Small piece on a large topic: Are algorithms fracturing our once-unified culture, leaving us in an archipelago of incommensurabilities, or are they ruthlessly feeding our already-diverse expectations, thereby reinforcing a polytheism of insular homogeneous niches?  A useful lexicon for thinking about our worries, and some good lines, like this one:

We thought the long tail of the internet would bring diversity; instead we got sameness and the perpetuation of the oldest biases, like gender discrimination. The best indicator of what gets recommended is what’s already popular, according to the investor Matthew Ball, a former head of strategy at Amazon Studios. “Netflix isn’t really trying to pick individual items from obscurity and get you to watch it,” Ball said. “The feedback mechanisms are reiterating a certain homogeneity of consumption.”

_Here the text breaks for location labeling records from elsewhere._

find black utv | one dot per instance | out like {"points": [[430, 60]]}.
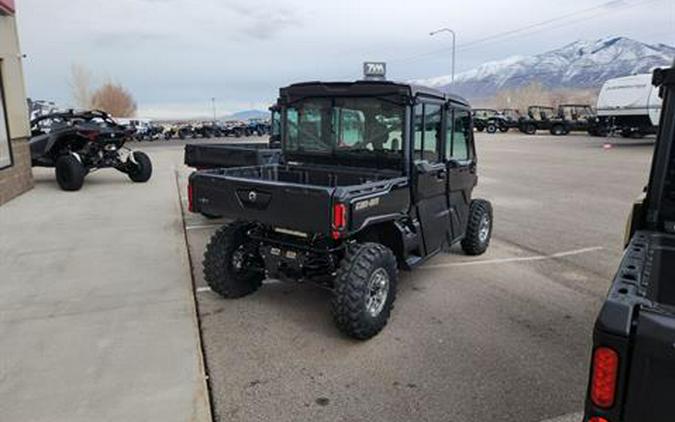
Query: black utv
{"points": [[481, 117], [632, 374], [504, 120], [78, 143], [376, 176], [538, 118], [576, 118]]}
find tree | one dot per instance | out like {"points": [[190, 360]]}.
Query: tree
{"points": [[80, 85], [114, 99]]}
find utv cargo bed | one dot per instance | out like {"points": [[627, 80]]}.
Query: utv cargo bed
{"points": [[290, 196], [230, 155]]}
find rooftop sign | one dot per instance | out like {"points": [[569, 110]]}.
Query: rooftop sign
{"points": [[374, 70]]}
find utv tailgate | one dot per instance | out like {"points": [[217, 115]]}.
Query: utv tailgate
{"points": [[298, 207], [230, 155]]}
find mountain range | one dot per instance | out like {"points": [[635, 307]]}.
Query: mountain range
{"points": [[579, 65]]}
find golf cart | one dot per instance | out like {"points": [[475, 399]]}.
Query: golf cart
{"points": [[376, 176]]}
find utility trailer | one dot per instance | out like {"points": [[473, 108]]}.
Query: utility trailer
{"points": [[376, 176], [576, 118], [629, 106], [632, 374]]}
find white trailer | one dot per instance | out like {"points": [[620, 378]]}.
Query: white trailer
{"points": [[630, 105]]}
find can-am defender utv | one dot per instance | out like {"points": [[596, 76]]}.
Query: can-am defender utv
{"points": [[538, 118], [78, 143], [376, 176], [632, 374], [481, 117]]}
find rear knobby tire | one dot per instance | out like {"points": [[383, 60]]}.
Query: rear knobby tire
{"points": [[479, 228], [357, 309], [141, 170], [69, 173], [220, 272]]}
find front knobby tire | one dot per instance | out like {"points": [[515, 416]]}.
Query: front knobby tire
{"points": [[479, 228], [69, 173], [225, 263], [365, 290], [140, 171]]}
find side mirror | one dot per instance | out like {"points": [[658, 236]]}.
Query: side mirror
{"points": [[452, 163]]}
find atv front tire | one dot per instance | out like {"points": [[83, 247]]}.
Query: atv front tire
{"points": [[479, 228], [140, 171], [365, 290], [226, 260], [69, 173]]}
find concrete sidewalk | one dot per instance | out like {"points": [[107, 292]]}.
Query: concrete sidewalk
{"points": [[97, 317]]}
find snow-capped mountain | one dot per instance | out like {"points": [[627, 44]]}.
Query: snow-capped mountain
{"points": [[582, 64]]}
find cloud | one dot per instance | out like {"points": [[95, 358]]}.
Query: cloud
{"points": [[263, 22]]}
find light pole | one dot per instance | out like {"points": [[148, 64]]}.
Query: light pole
{"points": [[213, 104], [453, 48]]}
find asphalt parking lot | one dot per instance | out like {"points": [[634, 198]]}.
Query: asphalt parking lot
{"points": [[501, 337]]}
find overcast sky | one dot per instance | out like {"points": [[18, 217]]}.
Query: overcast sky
{"points": [[174, 55]]}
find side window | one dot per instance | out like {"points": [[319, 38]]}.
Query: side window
{"points": [[461, 133], [432, 133], [419, 114]]}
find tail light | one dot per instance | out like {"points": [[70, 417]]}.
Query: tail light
{"points": [[603, 377], [191, 204], [89, 134], [339, 220]]}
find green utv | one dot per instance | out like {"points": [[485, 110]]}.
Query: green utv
{"points": [[375, 176]]}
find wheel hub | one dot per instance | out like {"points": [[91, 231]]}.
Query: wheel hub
{"points": [[378, 291], [484, 229]]}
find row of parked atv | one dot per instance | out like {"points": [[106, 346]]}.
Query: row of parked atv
{"points": [[558, 121], [206, 130]]}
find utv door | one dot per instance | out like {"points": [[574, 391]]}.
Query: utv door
{"points": [[430, 174], [461, 168]]}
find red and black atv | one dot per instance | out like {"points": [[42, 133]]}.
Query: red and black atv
{"points": [[77, 143]]}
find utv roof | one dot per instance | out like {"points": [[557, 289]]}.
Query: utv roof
{"points": [[298, 91]]}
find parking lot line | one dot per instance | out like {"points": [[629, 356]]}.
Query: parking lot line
{"points": [[202, 226], [515, 259], [571, 417]]}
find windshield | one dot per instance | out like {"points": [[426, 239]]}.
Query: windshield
{"points": [[343, 125]]}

This makes me think that there's something to Arendt's argument that in the twentieth century we saw the distinction between public and private effaced, and the idea of "the social" emerging to encompass them both.  Arendt's idea has been attacked by many people--famously by Stephen Holmes as "polis envy," which tells you more about him than about her thought--and I allow that there's a bit of nostalgia in her German declinism.  But I also think that there's something really interesting in the idea of distinguishing between public and private, in the service of creating a truly pluralistic public space; maybe the one kind of distinction allows for other kinds of divisions to be overcome.  That would push Arendt in the direction of the kind of "liberalism" I like, the liberalism of Trilling and Niebuhr and Ellison, what Amanda Anderson calls Bleak Liberalism.  I like it.  Anyway, just a perhaps over-gnomic thought for Saturday morning.